Healthcare overhaul won’t stop premium increases
The new law doesn’t prevent rate hikes such as Anthem Blue Cross’ double-digit increase last year. ‘It is a very big loophole,’ says Sen. Dianne Feinstein, who is pushing regulatory legislation.
By Noam N. Levey for the LA Times –
Public outrage over double-digit rate hikes for health insurance may have helped push President Obama’s healthcare overhaul across the finish line, but the new law does not give regulators the power to block similar increases in the future.
And now, with some major companies already moving to boost premiums and others poised to follow suit, millions of Americans may feel an unexpected jolt in the pocketbook.
Although Democrats promised greater consumer protection, the overhaul does not give the federal government broad regulatory power to prevent increases.
Many state governments — which traditionally had responsibility for regulating insurance companies — also do not have such authority. And several that do are now being sued by insurance companies.

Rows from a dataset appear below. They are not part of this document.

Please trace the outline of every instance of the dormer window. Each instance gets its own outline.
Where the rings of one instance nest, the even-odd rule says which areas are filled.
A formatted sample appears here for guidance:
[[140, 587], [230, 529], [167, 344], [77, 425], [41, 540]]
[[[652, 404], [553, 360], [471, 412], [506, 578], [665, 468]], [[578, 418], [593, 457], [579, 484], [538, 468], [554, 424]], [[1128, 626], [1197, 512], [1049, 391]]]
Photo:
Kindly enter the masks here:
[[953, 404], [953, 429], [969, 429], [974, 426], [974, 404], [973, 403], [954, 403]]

“It is a very big loophole in health reform,” Sen. Dianne Feinstein (D-Calif.) said. Feinstein and Rep. Jan Schakowsky (D-Ill.) are pushing legislation to expand federal and state authority to prevent insurance companies from boosting rates excessively.

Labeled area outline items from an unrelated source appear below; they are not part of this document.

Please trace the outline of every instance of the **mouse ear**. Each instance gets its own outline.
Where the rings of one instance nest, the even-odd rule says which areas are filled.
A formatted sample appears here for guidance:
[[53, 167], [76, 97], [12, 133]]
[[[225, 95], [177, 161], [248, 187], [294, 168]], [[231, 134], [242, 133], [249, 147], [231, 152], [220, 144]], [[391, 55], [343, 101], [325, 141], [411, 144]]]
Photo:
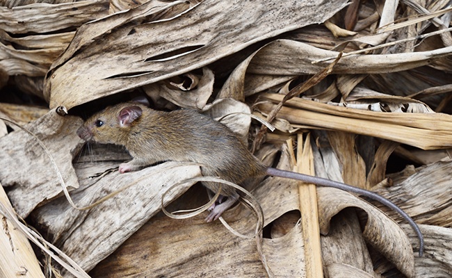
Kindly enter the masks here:
[[150, 106], [149, 101], [147, 100], [147, 99], [145, 96], [139, 96], [139, 97], [134, 97], [132, 99], [132, 102], [136, 102], [136, 103], [138, 103], [138, 104], [141, 104], [145, 105], [145, 106], [146, 106], [147, 107]]
[[122, 108], [118, 115], [120, 126], [129, 126], [134, 120], [141, 117], [143, 110], [140, 106], [128, 106]]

At least in the short term, regulators will be able to do little more than require insurers to publicly explain why they want to raise rates. Consumer advocates think that will not be an effective deterrent against premium increases such as the 39% hike that Anthem Blue Cross sent some California customers last year.
“The irony here is that it was the Anthem rate increase that breathed new life into the healthcare bill,” said Jerry Flanagan, medical policy director of Consumer Watchdog, a longtime supporter of tougher premium regulation. “But there is nothing in this bill to guarantee that it doesn’t happen again.”
The lack of muscle is stoking concerns that more rate jumps — and an angry backlash from ratepayers — could undermine support for implementing the healthcare overhaul.
Insurance industry officials say that talk of more regulation is misguided and have urged federal officials to focus instead on containing rising medical costs, which help drive up premiums.
“Politicians are much more comfortable looking at healthcare premiums,” said Karen Ignagni, president of America’s Health Insurance Plans, the industry’s Washington-based lobbying arm.
Ignagni, as well as some independent healthcare experts, said policymakers should look at ways to control what hospitals and other providers charge, although few elected officials have shown much appetite for doing so.
Obama endorsed Feinstein’s insurance proposal this year, including it in the healthcare blueprint he unveiled in February as Democrats were struggling to revive their proposals. But congressional rules prevented Democratic leaders from including the rate control provision in the final healthcare package.
Many consumer advocates think this enhanced regulation — known in the industry as “prior approval” authority — is the only real way to protect ratepayers from insurers, particularly for-profit companies under pressure to generate returns that satisfy Wall Street investors.
Prior approval requires insurers to submit proposed rate increases to regulators, who can then comb through companies’ financial and actuarial data to see if the proposals are justified.
Insurers cannot raise premiums without explicit permission from the regulator.
Some states have given prior approval authority to their insurance commissions and have used it to force down premiums.